Emanuele Civita, uno dei due giovani responsabili della sparatoria avvenuta a Sant’Anastasia, Napoli, il 23 maggio dello scorso anno, è condannato a 14 anni di carcere. Il secondo ragazzo, minorenne, è già condannato a 10 anni di reclusione per lo stesso reato. La drammatica vicenda ha avuto un forte impatto sull’opinione pubblica, in particolare per il coinvolgimento di una bambina di appena otto anni tra le persone ferite. La piccola stava mangiando un gelato con la sua famiglia quando rimase colpita alla testa da un proiettile sparato da un kalashnikov. Finì trasportata d’urgenza all’ospedale Santobono e immediatamente ricoverata in rianimazione. Anche sua madre è rimasta ferita nella sparatoria ed è stata ricoverata al Cardarelli.

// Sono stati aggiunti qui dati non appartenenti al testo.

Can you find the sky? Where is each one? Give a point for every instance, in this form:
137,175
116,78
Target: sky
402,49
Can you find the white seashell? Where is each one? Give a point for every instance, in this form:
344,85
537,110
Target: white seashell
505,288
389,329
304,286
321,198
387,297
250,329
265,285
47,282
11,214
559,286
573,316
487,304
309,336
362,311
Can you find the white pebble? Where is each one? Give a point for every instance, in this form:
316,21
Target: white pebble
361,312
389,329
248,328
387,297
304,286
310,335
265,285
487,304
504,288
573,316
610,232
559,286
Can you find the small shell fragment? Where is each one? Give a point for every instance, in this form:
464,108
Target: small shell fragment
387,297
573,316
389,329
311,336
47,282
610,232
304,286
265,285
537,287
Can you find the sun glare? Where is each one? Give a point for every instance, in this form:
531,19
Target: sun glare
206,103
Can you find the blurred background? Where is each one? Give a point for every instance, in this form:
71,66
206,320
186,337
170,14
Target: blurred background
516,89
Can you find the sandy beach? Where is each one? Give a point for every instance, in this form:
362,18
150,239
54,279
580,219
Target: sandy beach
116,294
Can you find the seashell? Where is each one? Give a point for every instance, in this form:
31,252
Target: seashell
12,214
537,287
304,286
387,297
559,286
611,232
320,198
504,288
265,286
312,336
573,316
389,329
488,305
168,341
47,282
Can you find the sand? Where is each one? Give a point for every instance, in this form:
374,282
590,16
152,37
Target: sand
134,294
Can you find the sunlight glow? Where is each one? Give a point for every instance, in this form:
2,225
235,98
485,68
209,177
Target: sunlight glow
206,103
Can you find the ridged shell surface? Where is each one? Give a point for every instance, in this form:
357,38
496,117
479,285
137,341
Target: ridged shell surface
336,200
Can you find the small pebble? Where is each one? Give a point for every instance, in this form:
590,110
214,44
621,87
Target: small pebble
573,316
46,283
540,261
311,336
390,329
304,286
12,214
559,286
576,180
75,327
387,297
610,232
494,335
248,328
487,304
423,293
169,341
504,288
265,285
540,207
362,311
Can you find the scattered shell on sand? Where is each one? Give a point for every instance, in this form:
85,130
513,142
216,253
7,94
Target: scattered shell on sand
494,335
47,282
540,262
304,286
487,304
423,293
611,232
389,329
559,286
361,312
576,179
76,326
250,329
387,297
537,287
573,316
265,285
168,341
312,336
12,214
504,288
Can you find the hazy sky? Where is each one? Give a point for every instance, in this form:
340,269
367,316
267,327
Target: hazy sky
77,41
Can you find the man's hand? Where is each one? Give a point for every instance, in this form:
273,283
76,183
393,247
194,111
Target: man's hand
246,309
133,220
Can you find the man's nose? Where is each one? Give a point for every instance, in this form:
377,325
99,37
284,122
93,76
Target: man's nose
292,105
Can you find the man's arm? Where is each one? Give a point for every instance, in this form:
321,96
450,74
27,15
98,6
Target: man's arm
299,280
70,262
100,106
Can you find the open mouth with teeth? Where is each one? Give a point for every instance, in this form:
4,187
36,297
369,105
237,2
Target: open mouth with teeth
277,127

“È una condanna importante”, ha commentato il deputato dell’Alleanza Verdi Sinistra Francesco Emilio Borrelli. Tuttavia, ha sottolineato come i due responsabili non abbiano mai collaborato attivamente con le autorità, rifiutandosi di fornire informazioni utili per il ritrovamento dell’arma del delitto. Borrelli ha espresso preoccupazione riguardo al contesto familiare in cui i due giovani sono cresciuti, considerandolo la principale causa della loro azione criminale.

Il caso ha sollevato una questione critica sulla responsabilità e la prevenzione delle azioni criminali nei giovani. La bambina, gravemente ferita, potrebbe affrontare gravi danni fisici permanenti a causa del trauma subito. “Per colpa di questi delinquenti, una famiglia resterà segnata per sempre”, ha dichiarato Borrelli, ricordando l’impatto devastante che tale violenza ha avuto su una comunità già provata da molteplici problemi sociali.

La sentenza di condanna rappresenta un passo importante verso la giustizia, ma lascia aperti molti interrogativi su come prevenire che tali tragedie si ripetano in futuro. È essenziale lavorare non solo sulla repressione del crimine, ma anche sulla prevenzione, intervenendo nelle situazioni di disagio familiare e sociale che possono portare i giovani a imboccare strade pericolose.